I work as a television and documentary cameraman; I write stories, I take pictures, I take care of my daughters a lot and I try to get 6 hours of sleep.
I discovered photography because my father was a still life photographer. I spent a lot of time in his studio, but never learned anything until he gave me his Nikkormat and a 35mm lens—which was gathering dust—for my 16th birthday. From then on, I started buying all kinds of cameras, completely possessed and obsessed with photography.
I quickly discovered that photography has the double power to reconnect you to life, to be in direct contact with reality, with others, to push you to go out, to wander in search of the unexpected and unknown, while also allowing you to focus on yourself.
To me, photography has been a savior throughout the years. I’ve always needed photography, helping me to “hold” and “remember” what is going on around me, whether on my travels or in my daily life.

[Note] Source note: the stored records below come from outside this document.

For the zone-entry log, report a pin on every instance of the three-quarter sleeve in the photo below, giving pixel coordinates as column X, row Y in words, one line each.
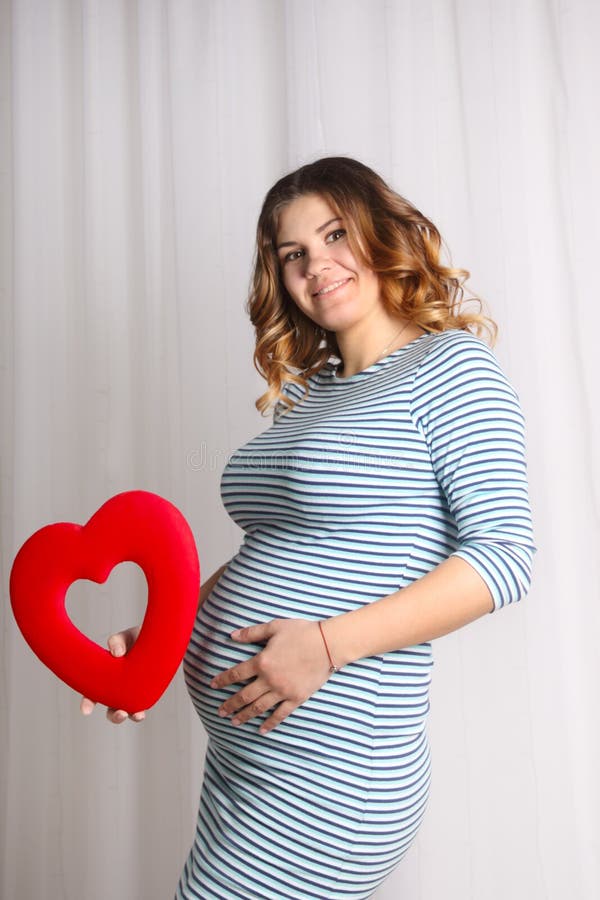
column 471, row 419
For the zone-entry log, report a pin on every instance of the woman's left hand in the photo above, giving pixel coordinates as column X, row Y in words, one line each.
column 292, row 666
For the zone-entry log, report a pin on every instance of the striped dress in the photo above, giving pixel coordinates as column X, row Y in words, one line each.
column 364, row 486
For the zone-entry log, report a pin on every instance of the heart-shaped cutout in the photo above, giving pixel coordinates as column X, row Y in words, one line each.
column 135, row 526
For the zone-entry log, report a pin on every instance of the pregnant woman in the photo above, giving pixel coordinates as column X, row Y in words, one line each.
column 386, row 505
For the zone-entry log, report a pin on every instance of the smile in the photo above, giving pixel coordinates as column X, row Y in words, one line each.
column 331, row 287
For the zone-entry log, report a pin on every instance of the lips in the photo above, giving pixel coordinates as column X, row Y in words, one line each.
column 327, row 289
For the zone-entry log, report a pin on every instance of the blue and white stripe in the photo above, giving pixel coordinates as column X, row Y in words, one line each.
column 364, row 486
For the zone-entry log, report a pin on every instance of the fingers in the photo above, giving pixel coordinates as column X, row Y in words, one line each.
column 118, row 644
column 117, row 716
column 121, row 642
column 255, row 634
column 86, row 706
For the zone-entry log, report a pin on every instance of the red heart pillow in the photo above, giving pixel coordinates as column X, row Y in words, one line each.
column 136, row 526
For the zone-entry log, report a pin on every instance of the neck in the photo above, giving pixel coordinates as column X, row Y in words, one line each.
column 361, row 350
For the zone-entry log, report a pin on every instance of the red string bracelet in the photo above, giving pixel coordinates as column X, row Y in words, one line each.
column 332, row 667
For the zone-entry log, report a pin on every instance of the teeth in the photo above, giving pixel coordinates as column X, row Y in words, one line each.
column 331, row 287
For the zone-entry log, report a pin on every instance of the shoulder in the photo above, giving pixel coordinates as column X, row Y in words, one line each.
column 460, row 370
column 456, row 355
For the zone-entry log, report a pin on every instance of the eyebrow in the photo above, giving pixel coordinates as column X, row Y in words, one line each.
column 318, row 231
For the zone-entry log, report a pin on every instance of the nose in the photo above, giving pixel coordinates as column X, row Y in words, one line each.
column 315, row 262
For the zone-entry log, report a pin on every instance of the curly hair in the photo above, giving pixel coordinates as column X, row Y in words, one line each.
column 387, row 234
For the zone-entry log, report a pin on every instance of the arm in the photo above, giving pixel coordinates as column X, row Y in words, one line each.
column 470, row 417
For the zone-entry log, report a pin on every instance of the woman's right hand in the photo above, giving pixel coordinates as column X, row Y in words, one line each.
column 118, row 644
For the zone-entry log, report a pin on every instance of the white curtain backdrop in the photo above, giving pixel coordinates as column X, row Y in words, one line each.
column 137, row 140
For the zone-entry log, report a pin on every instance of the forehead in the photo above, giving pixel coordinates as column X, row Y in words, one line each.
column 302, row 217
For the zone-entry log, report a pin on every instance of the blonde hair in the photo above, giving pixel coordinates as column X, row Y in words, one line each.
column 386, row 233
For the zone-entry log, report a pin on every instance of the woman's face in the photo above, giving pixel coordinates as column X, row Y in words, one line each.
column 319, row 270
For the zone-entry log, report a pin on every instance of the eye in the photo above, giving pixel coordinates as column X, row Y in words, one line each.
column 292, row 256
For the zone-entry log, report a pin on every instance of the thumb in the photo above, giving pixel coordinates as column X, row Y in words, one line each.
column 117, row 645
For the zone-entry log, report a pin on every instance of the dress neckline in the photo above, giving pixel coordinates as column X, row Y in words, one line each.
column 374, row 367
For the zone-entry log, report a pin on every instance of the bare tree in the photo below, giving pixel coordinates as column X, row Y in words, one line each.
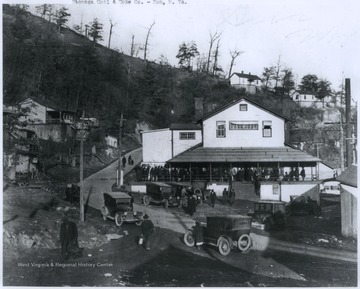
column 213, row 38
column 111, row 26
column 147, row 41
column 277, row 71
column 216, row 55
column 234, row 54
column 132, row 49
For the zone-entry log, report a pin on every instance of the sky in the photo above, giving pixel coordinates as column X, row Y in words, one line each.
column 310, row 37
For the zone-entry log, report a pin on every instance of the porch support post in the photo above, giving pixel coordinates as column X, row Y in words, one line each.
column 190, row 171
column 210, row 172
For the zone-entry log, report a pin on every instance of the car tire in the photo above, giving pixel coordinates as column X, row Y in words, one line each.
column 287, row 211
column 267, row 224
column 317, row 211
column 224, row 246
column 118, row 220
column 146, row 200
column 189, row 239
column 244, row 242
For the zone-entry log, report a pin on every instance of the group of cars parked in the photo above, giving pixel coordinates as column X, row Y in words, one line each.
column 228, row 232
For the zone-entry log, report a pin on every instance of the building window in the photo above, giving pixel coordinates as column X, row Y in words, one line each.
column 220, row 129
column 187, row 135
column 243, row 107
column 267, row 128
column 243, row 125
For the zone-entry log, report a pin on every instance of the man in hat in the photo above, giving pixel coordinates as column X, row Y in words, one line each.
column 69, row 239
column 147, row 228
column 199, row 236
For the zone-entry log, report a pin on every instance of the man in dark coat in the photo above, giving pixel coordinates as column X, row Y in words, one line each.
column 69, row 239
column 212, row 198
column 192, row 204
column 199, row 235
column 147, row 228
column 232, row 196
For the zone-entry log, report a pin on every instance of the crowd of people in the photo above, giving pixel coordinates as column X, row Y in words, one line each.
column 147, row 172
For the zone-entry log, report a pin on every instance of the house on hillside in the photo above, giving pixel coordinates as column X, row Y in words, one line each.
column 309, row 99
column 47, row 120
column 111, row 141
column 163, row 144
column 251, row 83
column 240, row 142
column 348, row 197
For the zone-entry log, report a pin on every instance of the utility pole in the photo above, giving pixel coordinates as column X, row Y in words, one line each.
column 82, row 215
column 120, row 171
column 349, row 147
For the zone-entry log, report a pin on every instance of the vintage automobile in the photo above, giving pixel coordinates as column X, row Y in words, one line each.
column 269, row 213
column 302, row 206
column 225, row 232
column 160, row 193
column 118, row 206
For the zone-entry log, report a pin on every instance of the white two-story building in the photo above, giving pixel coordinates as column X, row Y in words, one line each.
column 239, row 142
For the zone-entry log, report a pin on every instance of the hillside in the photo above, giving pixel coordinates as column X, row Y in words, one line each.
column 67, row 68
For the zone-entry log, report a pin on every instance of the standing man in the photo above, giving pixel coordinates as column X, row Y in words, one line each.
column 302, row 174
column 212, row 198
column 232, row 196
column 225, row 196
column 147, row 228
column 68, row 239
column 199, row 236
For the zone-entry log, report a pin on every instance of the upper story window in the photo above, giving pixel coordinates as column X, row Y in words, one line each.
column 220, row 129
column 243, row 107
column 187, row 135
column 243, row 125
column 267, row 128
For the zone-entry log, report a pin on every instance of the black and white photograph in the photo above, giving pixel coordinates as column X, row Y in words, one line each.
column 180, row 143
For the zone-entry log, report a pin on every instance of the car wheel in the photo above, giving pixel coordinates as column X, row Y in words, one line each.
column 189, row 239
column 244, row 242
column 118, row 220
column 185, row 203
column 267, row 224
column 146, row 200
column 317, row 211
column 224, row 246
column 287, row 212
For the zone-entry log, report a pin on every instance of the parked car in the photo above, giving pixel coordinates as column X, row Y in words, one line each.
column 225, row 232
column 303, row 205
column 269, row 213
column 160, row 193
column 118, row 206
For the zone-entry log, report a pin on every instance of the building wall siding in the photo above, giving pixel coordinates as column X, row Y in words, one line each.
column 244, row 138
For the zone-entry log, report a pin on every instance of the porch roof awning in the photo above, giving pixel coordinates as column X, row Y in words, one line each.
column 243, row 155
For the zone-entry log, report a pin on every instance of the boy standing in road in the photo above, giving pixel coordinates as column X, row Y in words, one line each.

I am an eternal amateur; eternally curious, eternally amazed by this process.
I do not have a specific topic nor a systematic approach. Places very often dictate to me what to do and how to do it, and I find “fabric” there to photograph. I often prefer the dilapidated places, rich in a past or in full transformation and mutation. I adore translating the emotion of these places which are steeped in history, with all their shapes and faults.
I usually like to take my time (with my year-long projects “Details of Dietlas” and “The Power of Dreams”, or my 2-month long Mongolian project “Pax Mongolica”). Though sometimes I also like to work fast (as with my series “Dubliners”, made in the streets of Dublin in one crazy and completely unexpected day).
I also allow myself to change cameras according to my desire of the moment, be it film or digital, Holga, Horizon 202, Mamiya C330, Lubitel, Canon EOS 60D, Minox 35 GT, Polaroid SX-70, Pinhole camera, Lomo LC-A, in color or in black and white. I like to change as soon as I finish a series.
Rather than privileging the individual image, I am very interested in playing with images. By grouping them into diptychs, I suggest narrative associations across various stories and geographies, playing on the tensions between reality and representation, meaning and ambiguity. I like to play with the dialogue between two images to create a “third” image in the mind of the viewer: it is the whole story of the couple, two individuals who create a third party. Or wanting to make a couple with someone, have children, create a bond and maintain it, then “freeze” it through photography.
And I would be happy if people walk into my photos with their personal cartography, where their own memories and experiences find an echo.
Photography, for me, is very physical. I walk a lot when taking pictures. I walk and I photograph, and all my senses are awakened; I am in a daze. It’s all very intuitive. I like to walk, to wander, to get lost. I have traveled quite a lot for the sake of discovery and for my work (Europe, Central Asia, South America) but certainly also to take pictures. I allow myself to wander here and there, let myself be carried away by the wind, the ardor, by an indefinable sensation, a hazardous impression or even a revelation. The place, very often, is the trigger of my desire and my series.
Rather reserved by nature, photography allows me to be more enterprising, closer to people and to venture out everywhere. It’s not an excuse, it’s just complementary, inseparable for me. And it’s also true that I need to be outside my usual surroundings, to be somewhere else, as a foreigner, even if I’m in my own country. Emotions then flow. The gaze becomes more sensitive.
If I knew how to play music, I would be a musician. But since I don’t know, I carry my camera around with me like I would carry a guitar or a ukulele if I knew how to play it.
Photography is an irrepressible need. It’s my drug. And like anyone with an addiction, I “annoy” everyone with my photography, with my cameras. My family, my in-laws, my wife, my daughters, my friends, strangers. I’m a bit of a bother with that, I admit. But people are all happy to have pictures of themselves and their loved ones, memories in photo albums to consult on Christmas, birthdays or lonely evenings. There are freaks out doing this…and I’m one of them.
Photography, along with writing, are the two things in the world that I can control. I do as I feel. No one dictates anything to me. I am free with photography. I let myself be guided by my instinct, my emotions, my feelings, my mood and my humor of the moment.
I do not plan anything. I do not force anything. I want to let myself go to reach this state of opening of the perception. And working on instinct also means I only take one photo of a subject each time. This has become a “rule”, maybe the only one I give myself.
I am 46 years old now and since having a camera in my hands, the sense of freedom that photography gives me has never left me. I don’t take pictures to give explanations or to find answers to questions. I do not try to justify and define my photographic approach and my series. I take photos to show and to remember what I think is important; to not forget and to extricate it from the daily stream of things that would otherwise be doomed to oblivion. A work of excavation, and conservation of traces.
My daily life is not only documented but also shaped by the desire to create series, sequences that take the form of handmade notebooks, zines and newspapers. I simply make photo albums.